Monitoring Capsule

The Capsule dashboard allows you to track the health and performance of Capsule manager and tenants, with particular attention to resources saturation, server responses, and latencies. Prometheus and Grafana are requirements for monitoring Capsule.

Prometheus

Prometheus is an open-source monitoring system and time series database; it is based on a multi-dimensional data model and uses PromQL, a powerful query language, to leverage it.

  • Minimum version: 1.0.0

Grafana

Grafana is an open-source monitoring solution that offers a flexible way to generate visuals and configure dashboards.

  • Minimum version: 7.5.5

To fastly deploy this monitoring stack, consider installing the Prometheus Operator.

Quick Start

The Capsule Helm charts allow you to automatically create Kubernetes minimum resources needed for the proper functioning of the dashboard:

  • ServiceMonitor
  • Role
  • RoleBinding

N.B: we assume that a ServiceAccount resource has already been created so it can easily interact with the Prometheus API.

Helm install

During Capsule installation, set the serviceMonitor fields as follow:

serviceMonitor:
  enabled: true
  [...]
  serviceAccount:
    name: <prometheus-sa>
    namespace: <prometheus-sa-namespace>

Take a look at the Helm charts README.md file for further customization.

Check Service Monitor

Verify that the service monitor is working correctly through the Prometheus "targets" page :

Prometheus Targets

Deploy dashboard

A dashboard for Grafana is provided as dashboard.json.

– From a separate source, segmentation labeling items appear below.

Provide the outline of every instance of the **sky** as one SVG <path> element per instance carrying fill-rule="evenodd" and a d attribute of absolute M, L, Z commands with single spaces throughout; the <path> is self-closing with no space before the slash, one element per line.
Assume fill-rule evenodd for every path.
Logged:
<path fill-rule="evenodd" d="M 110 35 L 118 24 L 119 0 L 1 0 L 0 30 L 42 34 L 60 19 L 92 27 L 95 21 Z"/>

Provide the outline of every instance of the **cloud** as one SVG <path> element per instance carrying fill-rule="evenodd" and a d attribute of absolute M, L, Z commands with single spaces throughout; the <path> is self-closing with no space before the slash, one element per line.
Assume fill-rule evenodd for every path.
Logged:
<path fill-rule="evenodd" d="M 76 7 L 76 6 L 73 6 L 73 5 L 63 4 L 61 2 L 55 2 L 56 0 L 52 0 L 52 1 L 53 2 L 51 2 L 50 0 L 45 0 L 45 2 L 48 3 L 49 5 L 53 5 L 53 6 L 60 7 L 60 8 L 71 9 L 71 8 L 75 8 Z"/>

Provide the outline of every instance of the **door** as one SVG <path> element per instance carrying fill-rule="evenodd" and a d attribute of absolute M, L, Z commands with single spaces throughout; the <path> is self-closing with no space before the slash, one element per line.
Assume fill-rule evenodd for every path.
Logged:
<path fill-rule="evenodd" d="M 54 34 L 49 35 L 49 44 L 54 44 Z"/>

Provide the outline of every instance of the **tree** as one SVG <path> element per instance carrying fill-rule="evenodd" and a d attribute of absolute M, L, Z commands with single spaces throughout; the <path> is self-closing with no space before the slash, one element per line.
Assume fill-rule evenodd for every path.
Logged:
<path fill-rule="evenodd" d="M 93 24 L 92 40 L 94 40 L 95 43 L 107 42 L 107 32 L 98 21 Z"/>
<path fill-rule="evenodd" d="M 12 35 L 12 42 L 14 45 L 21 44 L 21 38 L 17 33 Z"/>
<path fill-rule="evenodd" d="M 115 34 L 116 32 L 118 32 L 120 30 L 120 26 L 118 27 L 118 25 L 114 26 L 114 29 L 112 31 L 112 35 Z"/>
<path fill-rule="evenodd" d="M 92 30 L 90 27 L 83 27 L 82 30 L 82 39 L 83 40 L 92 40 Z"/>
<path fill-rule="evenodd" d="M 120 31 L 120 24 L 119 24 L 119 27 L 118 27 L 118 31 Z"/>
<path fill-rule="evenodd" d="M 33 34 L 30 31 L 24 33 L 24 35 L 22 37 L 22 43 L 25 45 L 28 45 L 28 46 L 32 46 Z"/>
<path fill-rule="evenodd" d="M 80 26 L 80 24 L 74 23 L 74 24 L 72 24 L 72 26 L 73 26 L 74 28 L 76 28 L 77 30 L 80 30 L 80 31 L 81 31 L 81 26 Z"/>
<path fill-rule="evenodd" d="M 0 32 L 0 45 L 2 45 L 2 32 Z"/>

Render with kustomize the dashboard as a ConfigMap and apply in the namespace where Grafana is installed, making sure to select the correct Prometheus datasource:

kubectl -n <grafana-namespace> apply -k config/grafana

Alternatively, manual upload the dashboard in JSON format to Grafana through Create -> Import:

Grafana Import

In-depth view

Features

Manager controllers

Manager controllers

Description

This section provides information about the medium time delay between manager client input, side effects, and new state determination (reconciliation).

Dependant variables and available values
  • Controller name

    • capsuleconfiguration
    • clusterrole
    • clusterrolebinding
    • endpoints
    • endpointslice
    • secret
    • service
    • tenant

Webhook error rate

Webhook error rate

Description

This section provides information about webhook requests response, mainly focusing on server-side errors research.

Dependant variables and available values
  • Webhook

    • cordoning
    • ingresses
    • namespace-owner-reference
    • namespaces
    • networkpolicies
    • persistentvolumeclaims
    • pods
    • services
    • tenants

Webhook latency

Webhook latency

Description

This section provides information about the medium time delay between webhook trigger, side effects, and data written on etcd.

Dependant variables and available values
  • Webhook

    • cordoning
    • ingresses
    • namespace-owner-reference
    • namespaces
    • networkpolicies
    • persistentvolumeclaims
    • pods
    • services
    • tenants

REST client latency

REST client latency

Description

This section provides information about the medium time delay between all the calls done by the controller and the API server. Data display may depend on the REST client verb considered and on available REST client URLs.

YMMV

Dependant variables and available values
  • REST client URL
  • REST client verb

    • GET
    • PUT
    • POST
    • PATCH
    • DELETE

REST client error rate

REST client error rate

Description

This section provides information about client total rest requests response per unit time, grouped by thrown code.

Saturation

Saturation

Description

This section provides information about resources, giving a detailed picture of the system’s state and the amount of requested work per active controller.

Workqueue

Workqueue

Description

This section provides information about "actions" in the queue, particularly:

  • Workqueue latency: time to complete a series of actions in the queue ;
  • Workqueue rate: number of actions per unit time ;
  • Workqueue depth: number of pending actions waiting in the queue.